![]() Family birthday Last night was the family birthday party for me. We’d had to postpone it because of my brother’s travel schedule for work (Paris, Belgium and Amsterdam in five days – tough, but enviable). Getting this thing to come together was a pain. My sister-in-law is being an idiot these days. She gets this know-it-all attitude and the rest of us just want to run screaming in the other direction. We were doing Chinese take-out and she had a problem with my mother wanting the orders ahead of time. Cripes, it’s my mother’s house and my mother’s choice, not hers!
![]() Of course Matilda and Keith make the evening fun, so I try to put everything else aside and enjoy them. Keith is appalled that I have yet to read any of the Harry Potter books, so I promised that I’d get to them this week. He wants to be able to talk about them with me and I’m failing him here. Matilda was in her usual rare form. My brothers get a kick out of telling her all the rotten stories they can think of that have to do with me, thereby creating urban legends. Once Matilda hears a family story she wants to hear all the details over and over again. She knows the stories by heart, but she continues to want to hear them from us. The family thinks that she is so much like me (drama queen/diva) that they feel obliged to tell her all the stuff I did as a kid. Well tonight I decided to turn the tables and tell stories about my brothers. This came about because Keith was complaining that his father keeps bugging him to clean his room. I almost choked on my chicken! He was one of the biggest slobs you’d ever want to meet when he was a kid! (I think he still is but has the wife to clean up after him.) I felt that this was the golden opportunity to tell about the nun he had when he was in third grade. Now granted, she was off the beam and a bit on the mean side, but I think she had some justification in getting upset when she had him clean out his desk and discovered a pair of dirty socks! This made Keith’s day.
![]() I felt that my other brother shouldn’t be made to seem saintly so I then spilled the beans about how he constantly tried to skip school when he was in the first grade. He’d hide on the front porch and my mother wouldn’t realize he was there until the school called. She would then march him back to school. Matilda loved this one. This led to discussions about how strange some of the nuns were. (My brothers only went to parochial school through third grade, I was parochial kindergarten through high school and then went on to B.C. which is a Jesuit school.) I told the story about my seventh grade nun who literally had a nervous breakdown in front of the class. A kid dropped a ruler and that put her over the edge. She stormed around the room and threw all of our books and things that were on our desks on the floor. Then she started seeing flowers on the wall. Matilda: "Then what happened?" Me: "The ambulance came and they took her to the hospital." Matilda: "And then did you paaaarrtttyyyy? Paaarrttyyy? (Making that stirring motion that the kids use when they dance.) I howled. I practically had cake pouring out of my nose. She is in first grade and she’s already thinking this way??? She is going to be a terror when she hits the teenage years!

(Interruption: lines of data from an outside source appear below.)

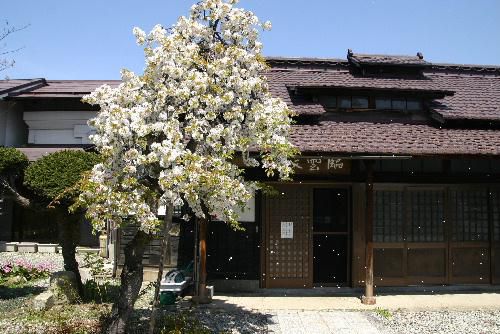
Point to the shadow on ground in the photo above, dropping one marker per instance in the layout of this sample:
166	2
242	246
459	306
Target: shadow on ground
358	292
228	318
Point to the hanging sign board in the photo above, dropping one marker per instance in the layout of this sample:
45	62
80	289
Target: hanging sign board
286	230
322	165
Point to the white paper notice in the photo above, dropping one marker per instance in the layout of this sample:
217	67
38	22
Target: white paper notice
286	230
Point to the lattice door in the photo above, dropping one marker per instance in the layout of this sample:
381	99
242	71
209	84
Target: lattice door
288	260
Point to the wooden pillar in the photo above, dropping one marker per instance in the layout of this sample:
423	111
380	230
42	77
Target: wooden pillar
368	297
201	295
203	259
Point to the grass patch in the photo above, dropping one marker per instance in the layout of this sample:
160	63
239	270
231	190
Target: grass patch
68	319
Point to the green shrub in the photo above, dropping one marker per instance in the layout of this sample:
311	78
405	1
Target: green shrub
182	323
12	161
56	173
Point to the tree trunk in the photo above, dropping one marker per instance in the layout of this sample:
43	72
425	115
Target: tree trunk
131	281
68	238
165	244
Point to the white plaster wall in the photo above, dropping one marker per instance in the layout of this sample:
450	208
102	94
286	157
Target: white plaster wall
58	127
13	130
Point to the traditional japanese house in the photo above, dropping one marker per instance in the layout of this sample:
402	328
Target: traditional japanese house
398	182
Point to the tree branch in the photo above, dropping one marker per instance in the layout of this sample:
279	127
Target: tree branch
9	191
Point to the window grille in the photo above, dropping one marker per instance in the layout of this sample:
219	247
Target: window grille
470	215
388	216
426	216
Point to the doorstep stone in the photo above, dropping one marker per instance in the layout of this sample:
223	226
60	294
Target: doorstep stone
47	248
83	250
8	246
43	301
27	247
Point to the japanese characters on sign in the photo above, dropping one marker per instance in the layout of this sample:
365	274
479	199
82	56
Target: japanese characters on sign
286	230
317	165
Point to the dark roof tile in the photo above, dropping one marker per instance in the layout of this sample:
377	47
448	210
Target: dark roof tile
393	138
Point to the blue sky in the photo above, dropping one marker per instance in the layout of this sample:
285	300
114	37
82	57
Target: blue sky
92	39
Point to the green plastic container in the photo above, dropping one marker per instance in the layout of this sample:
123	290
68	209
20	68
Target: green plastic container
167	298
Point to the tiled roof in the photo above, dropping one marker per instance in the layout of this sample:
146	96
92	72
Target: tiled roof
16	86
371	59
67	88
393	138
476	90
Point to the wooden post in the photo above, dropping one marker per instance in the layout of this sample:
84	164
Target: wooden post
164	250
368	297
203	258
201	295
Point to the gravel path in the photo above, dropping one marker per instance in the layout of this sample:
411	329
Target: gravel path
445	322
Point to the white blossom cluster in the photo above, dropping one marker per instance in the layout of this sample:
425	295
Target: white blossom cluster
175	133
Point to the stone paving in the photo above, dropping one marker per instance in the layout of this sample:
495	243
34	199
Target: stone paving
320	322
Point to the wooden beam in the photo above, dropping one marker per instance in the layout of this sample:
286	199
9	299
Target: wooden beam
368	297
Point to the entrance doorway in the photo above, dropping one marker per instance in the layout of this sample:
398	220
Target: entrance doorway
331	237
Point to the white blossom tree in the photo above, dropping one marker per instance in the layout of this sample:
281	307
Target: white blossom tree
173	135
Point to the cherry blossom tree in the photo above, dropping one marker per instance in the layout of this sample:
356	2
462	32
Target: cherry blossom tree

![]() My family gifts were all money, except for the worry box I got from my mother. It is a box covered with a white brocade fabric and inside it are three very delicate blown glass angels sitting on cotton so it looks as if they are on a cloud. One is holding a book, one is praying, and one had a candle. They have gold halos and gold tipped wings. This verse is on the inside cover of the box: Your Worry Box This box is for your worries The aches within your heart. A place to tuck away your fears, Where love and hope can start. So keep this box beside you, And know how much they care, For when you need peace and joy The angles will be there. Isn’t that lovely? It makes me cry when I read it. ![]() Listening to: Whistle Down the Wind Reading: New York: Apple of My Eye Helene Hanff Weather: sunny, windy, 60 Trivia: How are coins designed and produced? Modern US coins go through a complicated design process, from the first idea to the final product. It starts with an act of Congress to authorize the new coin. An artist draws a detailed picture of the new design, then a sculptor makes an enlarged, 3-dimensional clay model of the coin. A plaster cast is made of the clay model, and then a rubber mold of the plaster cast. An epoxy coin is cast in the rubber mold, and then a machine engraves a life-size metal proof called a die from the large epoxy cast. Many of these dies are used in a machine called a coin press, which takes circular pieces of metal called blanks and stamps them with the dies, turning them into actual coins. The coins are checked for flaws, and then released to the banks in counted bags. Cool word: checkered [adj. CHEH-kerd] Checkered is used to describe a mix of bad and good parts in a person's past or history. Example: "Jack's checkered financial history made bankers reluctant to give him a loan." Similar to the alternating squares of colors in the checkered flag of motorsports, something that is checkered has suffered frequent alternations of prosperity and adversity. Near synonyms include varied, irregular, changeful, unsettled, uneven, and turbulent. Checkered is from the Old French eschequier, a derivative of the noun eschec (source also of the English word for the game chess). It goes back to the vulgar Latin word scaccus (check).